Recherche
Chroniques
Beat Furrer et Marco Stroppa
Quelques jours après l’avant-première de Fama, le quatrième ouvrage scénique de Beat Furrer [lire notre chronique du 31 mai], Agora propose d’explorer un peu plus l’univers du compositeur suisse, à travers deux rendez-vous, ce samedi, le premier consistant en un approfondissement de Mademoiselle Else d’Arthur Schnitzler et le second en un concert chambriste assuré par l’ensemble Court-Circuit. Et c’est avec deux pièces déjà anciennes que s’ouvrait ce dernier, à 17h en l’Église des Billettes : Presto con fuoco de 1998 et Aer de 1991, l’une convoquant la flûte et le piano tandis que l’autre fut écrite pour clarinette, violoncelle et piano. La programmation d’un festival n’est pas chose aisée à mettre en place : dans un cas idéal, il aurait été souhaitable que cette édition commençât par un tel concert pour enchaîner ensuite l’opéra, et non l’inverse, tant les œuvres interprétées aujourd’hui en auraient éclairé l’écoute.
Dans Presto con fuoco, l’auditeur rencontre certains jeux sur le souffle entrelacés à des gammes fantasques, agrémentés du frottement des cordes comme de l’infime percussion du placement des doigts, autant de détournements qui renvoient à une sorte de choséité du déroulement artistique. C’est une virtuosité presque invisible que demande Aer, s’exprimant dans des nuances souvent infimes, une exigence à laquelle répondent plus qu’honorablement Pierre Dutrieu (clarinette), Alexis Descharmes (violoncelle) et Jean-Marie Cottet (piano).
La suite se veut italienne, avec La coquille de l’escargot, écrit pour flûte et piano par le vénitien Mauro Lanza en 1996, puis Etwas Ruhiger im Ausdruck de Franco Donatoni (quintette de 1967).
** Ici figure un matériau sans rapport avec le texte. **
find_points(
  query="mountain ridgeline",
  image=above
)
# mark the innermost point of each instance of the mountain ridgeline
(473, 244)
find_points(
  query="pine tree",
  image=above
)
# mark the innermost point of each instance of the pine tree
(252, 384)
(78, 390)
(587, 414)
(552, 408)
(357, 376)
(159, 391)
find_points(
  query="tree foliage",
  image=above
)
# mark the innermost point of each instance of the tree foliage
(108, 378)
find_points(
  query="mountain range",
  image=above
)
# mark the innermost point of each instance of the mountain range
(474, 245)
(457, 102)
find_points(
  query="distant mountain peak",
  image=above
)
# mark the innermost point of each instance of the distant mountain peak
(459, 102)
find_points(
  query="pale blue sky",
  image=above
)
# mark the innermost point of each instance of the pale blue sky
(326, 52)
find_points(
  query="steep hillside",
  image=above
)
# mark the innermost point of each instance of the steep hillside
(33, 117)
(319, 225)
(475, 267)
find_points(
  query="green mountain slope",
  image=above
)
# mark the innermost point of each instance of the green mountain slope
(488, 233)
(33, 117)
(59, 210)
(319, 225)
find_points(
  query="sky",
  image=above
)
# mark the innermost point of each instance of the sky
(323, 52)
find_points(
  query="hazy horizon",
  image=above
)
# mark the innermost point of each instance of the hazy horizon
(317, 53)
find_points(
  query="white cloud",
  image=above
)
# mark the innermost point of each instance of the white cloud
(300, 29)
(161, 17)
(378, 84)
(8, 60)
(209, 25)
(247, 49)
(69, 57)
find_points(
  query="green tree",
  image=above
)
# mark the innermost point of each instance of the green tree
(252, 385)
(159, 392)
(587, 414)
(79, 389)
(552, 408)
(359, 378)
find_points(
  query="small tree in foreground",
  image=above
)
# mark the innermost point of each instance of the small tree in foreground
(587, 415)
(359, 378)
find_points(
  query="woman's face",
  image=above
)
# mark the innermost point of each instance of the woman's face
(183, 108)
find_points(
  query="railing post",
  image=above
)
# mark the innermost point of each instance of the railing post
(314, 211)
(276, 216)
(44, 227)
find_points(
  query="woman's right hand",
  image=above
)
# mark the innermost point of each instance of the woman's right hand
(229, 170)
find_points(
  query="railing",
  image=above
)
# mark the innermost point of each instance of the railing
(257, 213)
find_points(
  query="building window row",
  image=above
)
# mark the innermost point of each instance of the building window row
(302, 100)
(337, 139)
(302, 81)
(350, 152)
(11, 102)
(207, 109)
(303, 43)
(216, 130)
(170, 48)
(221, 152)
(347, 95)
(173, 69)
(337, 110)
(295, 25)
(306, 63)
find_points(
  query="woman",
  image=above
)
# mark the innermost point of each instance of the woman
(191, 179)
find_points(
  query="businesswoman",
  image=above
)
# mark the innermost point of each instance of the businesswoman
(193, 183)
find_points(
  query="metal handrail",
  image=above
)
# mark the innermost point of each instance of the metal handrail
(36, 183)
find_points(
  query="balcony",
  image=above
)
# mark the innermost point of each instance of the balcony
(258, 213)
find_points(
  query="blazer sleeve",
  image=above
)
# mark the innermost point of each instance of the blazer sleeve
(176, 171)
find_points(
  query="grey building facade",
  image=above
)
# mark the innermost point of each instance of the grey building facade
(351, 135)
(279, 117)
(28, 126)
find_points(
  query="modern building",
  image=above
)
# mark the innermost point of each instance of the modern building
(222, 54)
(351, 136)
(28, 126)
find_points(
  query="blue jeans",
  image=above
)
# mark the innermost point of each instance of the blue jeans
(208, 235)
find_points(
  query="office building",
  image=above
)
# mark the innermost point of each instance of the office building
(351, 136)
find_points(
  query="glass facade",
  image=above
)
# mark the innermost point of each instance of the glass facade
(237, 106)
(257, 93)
De cette dernière pièce, on gardera le souvenir d’une lecture précise, sous la direction attentive et prudente de Renaud Déjardin.
De même entendions-nous lundi soir la création française de I will not kiss your f…ing flag de Marco Stroppa, le compositeur poursuivant ses recherches en électronique de chambre avec cet opus pour trombone augmenté, générateur de trajectoires sonores imaginaires, confié à la grande maîtrise de Benny Sluchin – à qui l’on dut, il y a quelques années, la création des deux versions de From Needle’s eye (1996 et 1999)– et à la science de Serge Lemouton qui conçut avec Stroppa le système Chroma pour contrôler la transformation des sons de l’instruments. C’est à partir d’un vers d’un poème farouchement antimilitariste de Cummings (1931) que fut imaginé la métrique de l’œuvre, dans une inspiration à la fois musicale et politique.
Cette soirée à La Maroquinerie croisait les genres, puisqu’elle s’achevait dans un moment de jazz partagé avec l’Yves Robert Trio et son programme La tendresse.